A private investigator alerted authorities to Steven C. Ward's drug use after he rummaged through Ward's trash can in September 2005 and found drug paraphernalia and paperwork, according to court documents.
One receipt showed Ward, 27, was sending money to the Central European country via Western Union for the steroids, assistant U.S. attorney Robert Lund said in federal court Wednesday.
The private investigator - hired by the family of 59-year-old Bounmy Ousa, whom Ward killed last year during a surveillance - contacted the U.S. Attorney's Office, which arranged a meeting with the FBI. The DEA later took over the case and, as part of an undercover operation, was able to buy steroids from Ward's source in Slovenia.
E-mails from Ward to his Slovenian source also were discovered on Ward's police department-issued computer, Lund said.
In August, Ward was charged with one felony count of importing a controlled substance - punishable by up to five years in federal prison and a $250,000 fine - to which he originally pleaded not guilty. Ward's trial was slated to begin Wednesday, but he struck a plea deal with the government earlier this month.
The investigation into Ward's steroid use began only days after Salt Lake County District Attorney David Yocom cleared the detective in the fatal shooting of Ousa.
Ward shot Ousa several times at close range on July 7, 2005, as the officer sat in an unmarked police car parked near 3300 West and Brookway Drive. Ward and his partner were conducting surveillance on a neighboring home, which was scheduled for a narcotics search warrant later in the evening.
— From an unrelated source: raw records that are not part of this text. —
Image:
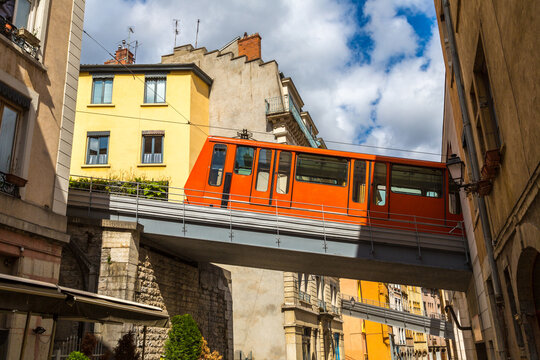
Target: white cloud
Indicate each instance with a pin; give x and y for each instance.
(310, 41)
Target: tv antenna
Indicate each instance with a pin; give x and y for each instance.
(197, 34)
(176, 29)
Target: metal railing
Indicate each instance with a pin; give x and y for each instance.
(11, 32)
(324, 220)
(8, 187)
(285, 103)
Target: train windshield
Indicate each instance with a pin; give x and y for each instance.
(415, 180)
(322, 169)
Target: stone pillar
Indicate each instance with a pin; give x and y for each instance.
(118, 270)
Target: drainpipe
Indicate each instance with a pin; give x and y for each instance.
(473, 160)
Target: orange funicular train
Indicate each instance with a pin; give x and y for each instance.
(325, 184)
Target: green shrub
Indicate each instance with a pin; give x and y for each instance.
(126, 349)
(77, 356)
(184, 342)
(149, 188)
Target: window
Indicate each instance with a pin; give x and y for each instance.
(102, 91)
(415, 180)
(359, 181)
(263, 170)
(322, 169)
(243, 163)
(154, 90)
(97, 148)
(9, 117)
(152, 151)
(284, 171)
(218, 163)
(454, 204)
(379, 184)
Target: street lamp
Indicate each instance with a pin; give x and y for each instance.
(456, 168)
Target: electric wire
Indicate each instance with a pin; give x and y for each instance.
(228, 128)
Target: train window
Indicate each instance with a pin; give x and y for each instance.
(379, 184)
(454, 204)
(284, 170)
(415, 180)
(263, 170)
(322, 169)
(359, 181)
(243, 163)
(218, 163)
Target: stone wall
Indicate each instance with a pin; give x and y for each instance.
(201, 290)
(110, 258)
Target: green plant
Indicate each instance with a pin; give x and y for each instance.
(77, 356)
(126, 349)
(149, 188)
(184, 342)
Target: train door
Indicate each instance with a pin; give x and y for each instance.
(379, 191)
(241, 176)
(215, 188)
(261, 188)
(281, 186)
(358, 194)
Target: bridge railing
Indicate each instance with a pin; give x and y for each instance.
(324, 214)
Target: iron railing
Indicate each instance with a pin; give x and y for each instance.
(321, 220)
(11, 32)
(285, 103)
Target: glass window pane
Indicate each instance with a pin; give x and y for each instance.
(244, 160)
(107, 91)
(284, 170)
(97, 92)
(218, 163)
(322, 169)
(160, 90)
(150, 91)
(379, 184)
(359, 181)
(263, 170)
(7, 137)
(23, 11)
(415, 180)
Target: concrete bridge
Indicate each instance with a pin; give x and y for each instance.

Ousa approached the vehicle and spoke with the officers, who identified themselves as police and asked him to return to his home. Ousa stepped away from the car and removed a "shiny, black, metallic object" from his waistband, according to police. Ward said he thought it was a gun and fired four times at Ousa.
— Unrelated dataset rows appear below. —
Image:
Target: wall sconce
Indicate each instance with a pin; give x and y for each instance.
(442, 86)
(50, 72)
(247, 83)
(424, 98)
The object turned out to be a flashlight, according to the investigation. Ousa died a short time later.
Ousa's family filed a wrongful death lawsuit against Ward, claiming, among other things, that he was under the influence of steroids when he fired the shots.
Ward was on paid administrative leave until June 30, when he resigned his position at the police department.
West Valley City later settled with the Ousa family for $450,000.